My attempt: Since $f(0) = 0$, we have $$f(x) = \int_0^x f'(t)dt$$ Plugging it into the LHS of the inequality the LHS becomes $$\int_0^a |f(x)|^2|f'(x)|dx = \int_0^a \left|\int_0^x f'(t)dt \right|^2 f'(x)dx$$ Due to the Cauchy-Bunyakovskiy inequality for $1$ and $f'(t)$, we have $$\begin{align} \int_0^a \left|\int_0^x f'(t)dt \right|^2 f'(x)dx &\le \int_0^a\left(\int_0^x 1^2 dt\right)\left(\int_0^x [f'(t)]^2dt \right)f'(x)dx \\ &= \int_0^a \int_0^x xf'(x)[f'(t)]^2dt dx \\ &= \int_0^x [f'(t)]^2dt\int_0^axf'(x)dx \\ &= \left(xf(x)|_0^a - \int_0^a f(x)dx \right)\int_0^x [f'(t)]^2dt \\ &= af(a)\int_0^x [f'(t)]^2dt - \int_0^a f(x)dx \int_0^x [f'(t)]^2dt \end{align}$$ I got stuck here. I cannot figure out the best way to observe the result.

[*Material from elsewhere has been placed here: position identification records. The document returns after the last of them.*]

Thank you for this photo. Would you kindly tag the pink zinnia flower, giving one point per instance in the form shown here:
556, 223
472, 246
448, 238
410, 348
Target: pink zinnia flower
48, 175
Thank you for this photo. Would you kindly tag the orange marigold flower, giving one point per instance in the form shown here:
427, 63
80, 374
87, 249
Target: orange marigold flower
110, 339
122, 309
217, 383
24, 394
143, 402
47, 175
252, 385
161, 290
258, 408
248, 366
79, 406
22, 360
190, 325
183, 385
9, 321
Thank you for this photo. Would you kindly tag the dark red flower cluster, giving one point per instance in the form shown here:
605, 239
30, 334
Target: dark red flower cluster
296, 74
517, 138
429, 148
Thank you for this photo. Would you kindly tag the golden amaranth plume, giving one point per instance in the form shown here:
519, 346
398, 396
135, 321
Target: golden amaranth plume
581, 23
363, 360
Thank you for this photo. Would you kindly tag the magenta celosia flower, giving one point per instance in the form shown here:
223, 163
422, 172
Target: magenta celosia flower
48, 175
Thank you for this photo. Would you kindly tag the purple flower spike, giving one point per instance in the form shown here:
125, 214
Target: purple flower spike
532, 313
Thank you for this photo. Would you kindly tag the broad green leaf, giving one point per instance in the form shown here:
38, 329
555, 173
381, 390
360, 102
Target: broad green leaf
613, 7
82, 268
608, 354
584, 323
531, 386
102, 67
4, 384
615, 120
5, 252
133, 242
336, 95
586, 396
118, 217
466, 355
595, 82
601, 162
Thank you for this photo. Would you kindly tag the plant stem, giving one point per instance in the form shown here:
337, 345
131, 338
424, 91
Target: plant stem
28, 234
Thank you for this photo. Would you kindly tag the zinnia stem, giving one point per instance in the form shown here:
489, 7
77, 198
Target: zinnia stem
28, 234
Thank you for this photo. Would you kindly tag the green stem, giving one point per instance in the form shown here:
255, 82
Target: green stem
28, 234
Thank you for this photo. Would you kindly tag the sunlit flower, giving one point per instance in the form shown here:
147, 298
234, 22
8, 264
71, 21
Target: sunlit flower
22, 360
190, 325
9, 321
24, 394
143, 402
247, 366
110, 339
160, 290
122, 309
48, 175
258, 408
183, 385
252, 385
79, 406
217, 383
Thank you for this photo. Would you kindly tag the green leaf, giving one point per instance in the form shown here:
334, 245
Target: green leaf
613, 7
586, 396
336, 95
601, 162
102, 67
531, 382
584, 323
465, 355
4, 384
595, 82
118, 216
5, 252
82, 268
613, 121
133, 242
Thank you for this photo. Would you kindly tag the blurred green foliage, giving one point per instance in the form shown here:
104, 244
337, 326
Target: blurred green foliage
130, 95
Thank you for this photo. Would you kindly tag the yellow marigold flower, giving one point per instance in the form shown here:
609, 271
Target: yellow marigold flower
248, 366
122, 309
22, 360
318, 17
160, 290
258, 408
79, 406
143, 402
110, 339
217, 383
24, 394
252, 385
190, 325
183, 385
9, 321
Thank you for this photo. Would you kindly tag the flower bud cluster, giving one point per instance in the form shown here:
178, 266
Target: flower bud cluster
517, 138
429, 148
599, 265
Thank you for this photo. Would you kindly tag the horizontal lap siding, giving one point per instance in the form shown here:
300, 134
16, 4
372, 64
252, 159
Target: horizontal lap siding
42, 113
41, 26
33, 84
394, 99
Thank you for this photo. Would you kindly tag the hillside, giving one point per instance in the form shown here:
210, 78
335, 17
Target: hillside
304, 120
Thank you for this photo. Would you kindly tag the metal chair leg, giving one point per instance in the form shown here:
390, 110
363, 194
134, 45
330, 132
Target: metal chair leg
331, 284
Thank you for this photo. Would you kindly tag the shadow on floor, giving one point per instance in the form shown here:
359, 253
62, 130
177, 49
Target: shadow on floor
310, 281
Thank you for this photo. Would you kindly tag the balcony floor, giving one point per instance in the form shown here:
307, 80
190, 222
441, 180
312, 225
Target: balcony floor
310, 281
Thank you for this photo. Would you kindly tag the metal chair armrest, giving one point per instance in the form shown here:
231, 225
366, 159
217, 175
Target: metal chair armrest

Any help is greatly appreciated.
One can proceed similarly as in Let $f \in AC[0,1],f(0)=0 $. Show that $\int_0^1 \lvert f(x)f'(x)\rvert\,dx \leq \int_0^1\lvert f'(x)\rvert^2 \, dx$:
We have $$ |f(x)| = \left| \int_0^1 f'(t) \, dt \right| \le \int_0^x |f'(t)| \, dt =: F(x) \, , $$ with equality for all $x$ if and only if $f'$ has constant sign on $[0, a]$.
Then $F'(x) = |f'(x)|$ and $$ \int_0^a |f(x)|^2|f'(x)|dx \le \int_0^a F(x)^2 F'(x) \, dx = \frac 13 F(a)^3 \, . $$
Then $F(a)$ can be estimated Hölder's inequality (with $p=3/2$ and $q=3$), this gives $$ F(a) = \int_0^a 1 \cdot |f'(x)|\, dx \le a^{2/3} \cdot \left( \int_0^a |f'(x)|^3 \, dt \right)^{1/3} \, , $$ with equality if and only if $|f'|$ is constant on $[0, a]$.
Combining these estimates gives the desired result.
Remark: In the same way one can prove that $$ \int_0^a |f(x)|^p|f'(x)| \, dx \le \frac{a^p}{p+1}\int_0^a |f'(x)|^{p+1} \, dx $$ for any $p \ge 1$.